Indeed, the Conservative media has blasted the Obama administration for its hesitancy to intervene on the behalf of Syria’s rebels – and simultaneously, heavily condemned Mr Obama’s government for its continued support of Egypt’s “new dictator”, Mohamed Morsi; however, perhaps the American people could learn a thing or two from what the Wall Street Journal has described as Morsi’s “radically intolerant agenda.”
According to UN officials, 1,600 people were killed in Syria last week – displacing around 1.2 million civilians and overwhelming neighbours Turkey and Jordan with 150,000 refugees. For those Syrians that have chosen to remain in their homes, Human Rights Watch reports that Bashar al-Assad’s government forces have grown fond of firing artillery on the few remaining bakeries that have become life-lines for civilians, have cut power and water to cities throughout the country and are indiscriminately attacking Syrian civilians.
President Obama has openly condemned the actions of Bashar al-Assad’s government, but has yet to take any progressive action. Meanwhile, Mitt Romney appears too afraid to voice his concerns over the embattled al-Assad, trivially referring to the current state of affairs in Syria as “a ray of sunshine.” Likewise, Mr Romney has refused to respond to Representative Michele Bachman’s mission to destroy the Muslim Brotherhood, wisely affirming that his campaign does not centre on his unexpressed feelings for Mohamed Morsi’s democratically elected government.
Yet regardless of the inability of America’s leaders to take action, at this point it seems clear that any American pushing for intervention and Syria whilst simultaneously campaigning for the removal of Mohamed Morsi’s government does so in a manner of blind and utter hypocrisy. In his first few months as Egypt’s democratically elected President, Morsi’s commitment to democracy has been completely unparalleled – he has forcefully removed the regime’s military junta, unexpectedly appointed a cabinet that includes Christians and progressive female politicians and has now chosen to stand up to Syria’s lone regional ally in Tehran by openly supporting the Syrian people’s democratic aspirations.
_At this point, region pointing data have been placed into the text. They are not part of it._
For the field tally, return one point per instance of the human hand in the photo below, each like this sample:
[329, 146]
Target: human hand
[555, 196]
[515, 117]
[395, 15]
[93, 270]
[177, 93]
Mohamed Morsi has been dismissed by Conservative America as an extremist dictator; however, in truth it appears almost as if “America’s newest enemy” has, in all actuality, taken a few pages out of Hillary Clinton’s playbook on democratic foreign policy. Indeed, while America’s leaders are too afraid that a firm stance against the Syrian regime will affect their chances in the upcoming presidential election, it’s refreshing to see that at least one leader has the courage to stand up in the name of democracy. In doing so, President Morsi has not only proven – once again – that the Muslim Brotherhood is not America’s enemy, but has shown an unrivalled level of courage that the United States government has yet to discover.